VÜ: Responsible Artificial Intelligence
The discriminatory effects of AI-based decision making on certain populations have already been observed in a number of cases, leading to increasing public concern about the impact of AI on our lives; moreover, the complexity of AI models is increasing, making it difficult to understand how decisions are made and whether the models are learning meaningful patterns from the data.

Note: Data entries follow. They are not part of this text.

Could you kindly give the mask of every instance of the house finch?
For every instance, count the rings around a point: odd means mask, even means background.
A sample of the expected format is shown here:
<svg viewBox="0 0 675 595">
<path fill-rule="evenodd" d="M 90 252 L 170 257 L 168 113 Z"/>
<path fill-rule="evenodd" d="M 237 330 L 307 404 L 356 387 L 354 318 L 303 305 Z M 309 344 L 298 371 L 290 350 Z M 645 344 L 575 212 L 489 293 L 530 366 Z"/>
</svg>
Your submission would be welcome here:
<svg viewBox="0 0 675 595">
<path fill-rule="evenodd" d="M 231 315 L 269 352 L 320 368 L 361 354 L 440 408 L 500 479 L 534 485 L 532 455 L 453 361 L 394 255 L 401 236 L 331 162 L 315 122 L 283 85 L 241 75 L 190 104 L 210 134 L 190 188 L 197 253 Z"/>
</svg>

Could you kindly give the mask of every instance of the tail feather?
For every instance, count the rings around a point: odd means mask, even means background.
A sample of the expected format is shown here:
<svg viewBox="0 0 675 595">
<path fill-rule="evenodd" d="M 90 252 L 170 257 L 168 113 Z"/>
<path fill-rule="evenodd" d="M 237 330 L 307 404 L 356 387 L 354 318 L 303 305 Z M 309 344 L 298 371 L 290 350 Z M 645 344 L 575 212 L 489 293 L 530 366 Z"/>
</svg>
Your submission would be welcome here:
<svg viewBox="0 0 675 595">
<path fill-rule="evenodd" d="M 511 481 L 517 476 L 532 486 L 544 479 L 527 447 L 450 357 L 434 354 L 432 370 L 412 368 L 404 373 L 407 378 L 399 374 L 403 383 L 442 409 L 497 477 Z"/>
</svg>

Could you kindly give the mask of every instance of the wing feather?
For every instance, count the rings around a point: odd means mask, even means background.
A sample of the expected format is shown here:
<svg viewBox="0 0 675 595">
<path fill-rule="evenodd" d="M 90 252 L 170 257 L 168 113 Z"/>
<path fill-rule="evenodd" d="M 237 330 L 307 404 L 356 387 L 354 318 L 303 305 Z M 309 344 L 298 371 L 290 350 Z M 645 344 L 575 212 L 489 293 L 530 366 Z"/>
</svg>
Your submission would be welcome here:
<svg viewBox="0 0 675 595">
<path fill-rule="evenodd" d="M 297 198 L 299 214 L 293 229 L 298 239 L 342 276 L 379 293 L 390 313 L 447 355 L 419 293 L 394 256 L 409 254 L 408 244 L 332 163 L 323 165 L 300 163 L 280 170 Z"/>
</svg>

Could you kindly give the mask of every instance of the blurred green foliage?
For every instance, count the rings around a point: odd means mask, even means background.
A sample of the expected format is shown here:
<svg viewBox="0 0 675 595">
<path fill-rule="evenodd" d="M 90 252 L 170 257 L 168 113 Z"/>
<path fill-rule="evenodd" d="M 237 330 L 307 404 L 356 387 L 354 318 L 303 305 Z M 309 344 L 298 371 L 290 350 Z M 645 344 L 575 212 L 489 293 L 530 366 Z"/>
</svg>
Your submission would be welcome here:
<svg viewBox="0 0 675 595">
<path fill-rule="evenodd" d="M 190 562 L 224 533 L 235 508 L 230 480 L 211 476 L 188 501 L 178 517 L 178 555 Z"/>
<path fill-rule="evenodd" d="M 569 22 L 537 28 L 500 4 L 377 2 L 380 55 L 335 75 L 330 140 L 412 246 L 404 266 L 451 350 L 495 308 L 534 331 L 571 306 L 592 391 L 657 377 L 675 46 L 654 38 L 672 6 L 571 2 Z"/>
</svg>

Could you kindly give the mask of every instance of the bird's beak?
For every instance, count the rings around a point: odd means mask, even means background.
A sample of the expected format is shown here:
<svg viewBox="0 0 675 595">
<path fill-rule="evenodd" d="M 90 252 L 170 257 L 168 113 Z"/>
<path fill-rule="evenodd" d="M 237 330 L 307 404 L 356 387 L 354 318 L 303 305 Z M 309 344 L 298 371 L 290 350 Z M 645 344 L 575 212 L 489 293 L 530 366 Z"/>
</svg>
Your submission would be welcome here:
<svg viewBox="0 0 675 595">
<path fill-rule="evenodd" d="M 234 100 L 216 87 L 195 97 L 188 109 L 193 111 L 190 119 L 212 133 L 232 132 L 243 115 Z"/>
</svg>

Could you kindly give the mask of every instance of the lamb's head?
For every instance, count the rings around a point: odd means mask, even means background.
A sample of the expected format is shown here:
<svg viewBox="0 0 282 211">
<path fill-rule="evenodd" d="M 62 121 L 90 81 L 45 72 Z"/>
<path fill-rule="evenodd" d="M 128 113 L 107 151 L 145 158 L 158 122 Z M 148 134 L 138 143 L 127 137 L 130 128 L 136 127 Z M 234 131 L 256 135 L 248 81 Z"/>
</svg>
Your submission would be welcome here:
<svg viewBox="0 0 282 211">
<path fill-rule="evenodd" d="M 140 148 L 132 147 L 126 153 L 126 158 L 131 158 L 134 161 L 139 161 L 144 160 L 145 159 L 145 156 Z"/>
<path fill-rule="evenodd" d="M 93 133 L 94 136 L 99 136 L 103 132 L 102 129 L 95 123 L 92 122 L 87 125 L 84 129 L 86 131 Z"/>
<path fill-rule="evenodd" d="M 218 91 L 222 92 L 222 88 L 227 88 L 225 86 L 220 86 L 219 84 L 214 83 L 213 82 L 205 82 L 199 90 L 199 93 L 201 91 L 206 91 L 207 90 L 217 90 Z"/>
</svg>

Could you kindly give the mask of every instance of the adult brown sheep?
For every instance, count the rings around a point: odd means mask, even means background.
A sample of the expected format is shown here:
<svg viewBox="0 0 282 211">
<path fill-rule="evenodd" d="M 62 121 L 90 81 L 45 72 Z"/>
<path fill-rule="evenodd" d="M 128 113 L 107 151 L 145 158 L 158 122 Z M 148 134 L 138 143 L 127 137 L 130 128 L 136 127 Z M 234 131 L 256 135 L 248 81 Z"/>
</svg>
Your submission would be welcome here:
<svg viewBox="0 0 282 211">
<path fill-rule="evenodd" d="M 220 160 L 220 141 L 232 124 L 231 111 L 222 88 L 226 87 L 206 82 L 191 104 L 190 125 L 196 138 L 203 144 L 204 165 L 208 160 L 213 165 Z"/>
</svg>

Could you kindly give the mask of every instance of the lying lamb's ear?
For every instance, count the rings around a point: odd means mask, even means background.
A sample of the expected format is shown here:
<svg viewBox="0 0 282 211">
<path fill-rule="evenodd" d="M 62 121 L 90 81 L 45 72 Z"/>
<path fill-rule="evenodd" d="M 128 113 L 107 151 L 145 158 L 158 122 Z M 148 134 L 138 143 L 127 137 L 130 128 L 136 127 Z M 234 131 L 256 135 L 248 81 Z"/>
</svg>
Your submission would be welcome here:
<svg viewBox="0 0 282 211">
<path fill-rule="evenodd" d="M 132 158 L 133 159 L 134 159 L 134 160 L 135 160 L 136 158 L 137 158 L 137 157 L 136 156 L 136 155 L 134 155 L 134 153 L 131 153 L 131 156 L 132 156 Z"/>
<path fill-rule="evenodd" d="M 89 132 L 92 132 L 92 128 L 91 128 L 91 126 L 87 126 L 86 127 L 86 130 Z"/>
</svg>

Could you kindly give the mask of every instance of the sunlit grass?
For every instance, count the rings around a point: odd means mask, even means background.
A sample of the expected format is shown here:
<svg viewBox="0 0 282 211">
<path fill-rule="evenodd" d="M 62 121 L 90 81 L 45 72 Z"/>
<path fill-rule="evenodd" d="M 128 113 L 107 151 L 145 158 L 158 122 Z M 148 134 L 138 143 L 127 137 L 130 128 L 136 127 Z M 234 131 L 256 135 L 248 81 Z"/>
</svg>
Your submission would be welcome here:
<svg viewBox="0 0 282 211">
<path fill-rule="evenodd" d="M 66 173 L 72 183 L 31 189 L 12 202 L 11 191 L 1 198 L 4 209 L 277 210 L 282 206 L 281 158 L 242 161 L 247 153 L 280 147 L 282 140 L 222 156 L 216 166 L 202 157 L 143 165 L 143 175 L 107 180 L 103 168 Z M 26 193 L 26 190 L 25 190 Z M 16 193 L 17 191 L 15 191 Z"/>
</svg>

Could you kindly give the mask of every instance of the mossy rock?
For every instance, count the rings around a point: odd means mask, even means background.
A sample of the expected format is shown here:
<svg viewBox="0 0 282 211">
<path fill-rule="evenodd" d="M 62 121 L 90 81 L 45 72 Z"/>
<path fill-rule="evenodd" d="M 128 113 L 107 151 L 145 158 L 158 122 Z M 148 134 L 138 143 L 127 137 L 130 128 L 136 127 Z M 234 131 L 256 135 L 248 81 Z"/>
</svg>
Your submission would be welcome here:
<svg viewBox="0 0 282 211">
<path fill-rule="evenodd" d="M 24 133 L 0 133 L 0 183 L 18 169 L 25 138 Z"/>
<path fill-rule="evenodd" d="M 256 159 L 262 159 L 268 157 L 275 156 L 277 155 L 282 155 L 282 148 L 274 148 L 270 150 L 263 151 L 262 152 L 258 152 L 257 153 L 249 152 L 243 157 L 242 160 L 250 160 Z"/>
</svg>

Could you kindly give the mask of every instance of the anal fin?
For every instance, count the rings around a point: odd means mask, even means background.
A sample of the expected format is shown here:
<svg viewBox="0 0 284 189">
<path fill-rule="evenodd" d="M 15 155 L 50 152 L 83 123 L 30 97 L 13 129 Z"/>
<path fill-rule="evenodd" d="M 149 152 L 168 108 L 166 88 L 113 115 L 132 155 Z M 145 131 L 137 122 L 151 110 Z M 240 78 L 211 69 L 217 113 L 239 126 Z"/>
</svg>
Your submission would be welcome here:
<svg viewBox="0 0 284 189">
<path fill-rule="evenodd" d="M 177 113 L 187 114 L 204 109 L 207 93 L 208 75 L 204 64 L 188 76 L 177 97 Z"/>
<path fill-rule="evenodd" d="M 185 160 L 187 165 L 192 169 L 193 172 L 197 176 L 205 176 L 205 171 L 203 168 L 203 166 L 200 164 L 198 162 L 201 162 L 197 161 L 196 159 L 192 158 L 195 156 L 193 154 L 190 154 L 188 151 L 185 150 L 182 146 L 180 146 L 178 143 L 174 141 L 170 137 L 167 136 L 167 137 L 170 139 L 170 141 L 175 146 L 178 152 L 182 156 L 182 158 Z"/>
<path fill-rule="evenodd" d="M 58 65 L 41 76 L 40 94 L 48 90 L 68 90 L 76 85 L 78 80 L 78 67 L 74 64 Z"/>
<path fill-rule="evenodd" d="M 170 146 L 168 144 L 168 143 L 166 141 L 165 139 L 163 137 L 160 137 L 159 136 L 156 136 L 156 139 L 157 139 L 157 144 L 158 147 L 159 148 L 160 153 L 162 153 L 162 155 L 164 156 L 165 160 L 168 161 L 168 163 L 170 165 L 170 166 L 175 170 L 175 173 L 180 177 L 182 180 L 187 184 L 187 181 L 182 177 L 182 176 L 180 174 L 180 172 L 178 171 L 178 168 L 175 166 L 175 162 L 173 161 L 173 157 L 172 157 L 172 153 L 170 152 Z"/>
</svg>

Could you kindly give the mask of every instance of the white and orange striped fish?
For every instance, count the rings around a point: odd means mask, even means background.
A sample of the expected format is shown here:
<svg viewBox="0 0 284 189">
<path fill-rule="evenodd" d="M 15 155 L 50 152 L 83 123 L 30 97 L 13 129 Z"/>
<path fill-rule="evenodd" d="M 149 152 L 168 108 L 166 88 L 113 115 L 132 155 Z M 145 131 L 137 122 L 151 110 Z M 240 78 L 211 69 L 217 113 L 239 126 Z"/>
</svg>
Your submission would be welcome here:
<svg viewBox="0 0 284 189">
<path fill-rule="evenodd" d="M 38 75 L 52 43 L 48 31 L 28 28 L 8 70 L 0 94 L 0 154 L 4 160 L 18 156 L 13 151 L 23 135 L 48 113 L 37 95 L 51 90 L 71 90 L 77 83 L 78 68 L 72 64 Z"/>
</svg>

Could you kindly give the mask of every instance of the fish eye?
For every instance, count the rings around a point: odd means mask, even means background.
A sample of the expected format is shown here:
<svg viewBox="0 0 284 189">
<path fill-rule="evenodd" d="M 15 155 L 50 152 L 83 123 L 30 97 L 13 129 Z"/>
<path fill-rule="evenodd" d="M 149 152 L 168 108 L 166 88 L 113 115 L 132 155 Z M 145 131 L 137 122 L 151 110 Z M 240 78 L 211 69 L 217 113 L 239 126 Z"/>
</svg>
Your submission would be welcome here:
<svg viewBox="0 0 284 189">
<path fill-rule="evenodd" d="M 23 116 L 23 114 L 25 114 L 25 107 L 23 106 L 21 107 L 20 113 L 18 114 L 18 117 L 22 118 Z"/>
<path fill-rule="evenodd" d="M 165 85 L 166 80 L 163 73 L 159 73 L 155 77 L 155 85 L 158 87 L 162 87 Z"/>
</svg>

The field of responsible AI has recently emerged in an attempt to put humans at the center of AI-based systems by considering aspects such as fairness, explainability, reliability, and privacy of AI systems. This course will cover various aspects of responsible AI, with a focus on fairness-aware machine learning and explainable AI (XAI). By the end of the course, you will have learned how to incorporate responsibility aspects such as fairness and XAI into the design and application of AI
Course content (subject to change):
- Responsible AI aspects
- Fairness-aware learning
- Explainable AI
- Responsibility aspects in AI/ML pipelines
Literature:
- Virginia Dignum, Responsible Artificial Intelligence - How to Develop and Use AI in a Responsible Way, Springer, 2019.
- Solon Barocas, Moritz Hardt, Arvind Narayanan, FAIRNESS AND MACHINE LEARNING Limitations and Opportunities, online, 2022.
- Christopher Molnar, Interpretable Machine Learning - A Guide for Making Black Box Models Explainable, online, 2022.